The “America First” bargain didn’t work in the interests of U.S. workers in the 20th century, and it won’t now.

As the official labor movement became a comfortable part of the mainstream after World War II, it also aligned with anti-worker foreign policy—essentially identifying with our bosses. When those bosses turned around and launched an all-out assault starting in the late 1970s, unions were unprepared.

U.S. jobs were lost to automation, speedup, subcontracting, and runaway shops. Wages fell till the average worker couldn’t get by on 40 hours. Entire industries and communities were destroyed.

But because the workforce had been led to embrace nationalism rather than solidarity, even today our efforts to organize across borders have weak roots and little power.


Can we avoid repeating history’s mistakes?

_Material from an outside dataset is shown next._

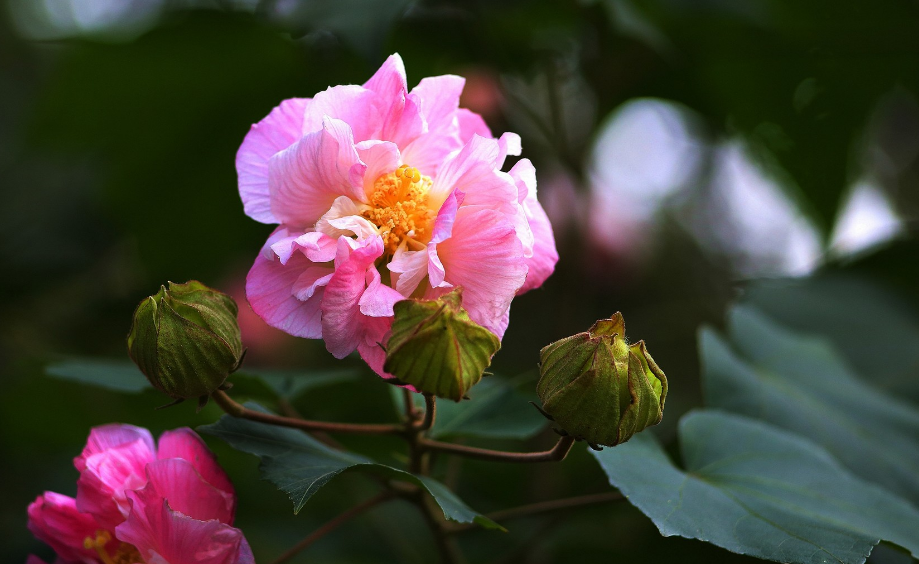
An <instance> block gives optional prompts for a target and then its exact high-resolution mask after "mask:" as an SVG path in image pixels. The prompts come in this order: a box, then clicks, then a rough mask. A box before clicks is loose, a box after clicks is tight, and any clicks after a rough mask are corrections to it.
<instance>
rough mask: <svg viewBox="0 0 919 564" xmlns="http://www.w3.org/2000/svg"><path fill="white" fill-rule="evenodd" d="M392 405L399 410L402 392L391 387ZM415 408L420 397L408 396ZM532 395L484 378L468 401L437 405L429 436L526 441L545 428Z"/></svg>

Unions could organize across the world at shared employers, like the big automakers, which have factories worldwide. We could organize along international supply chains—bringing together retail workers at Nike, Apple, and Starbucks with the factory workers and farmworkers who produce what they sell.

We could develop a common agenda in parallel sectors, such as among food delivery workers organizing in the U.S., China, Mexico, Chile, and elsewhere.

Immediately, we could push the Biden administration to share vaccines and to stop the rhetoric that paints workers abroad as our enemies.

The starting place is to shift our mindset, so we choose our fellow workers over the flag.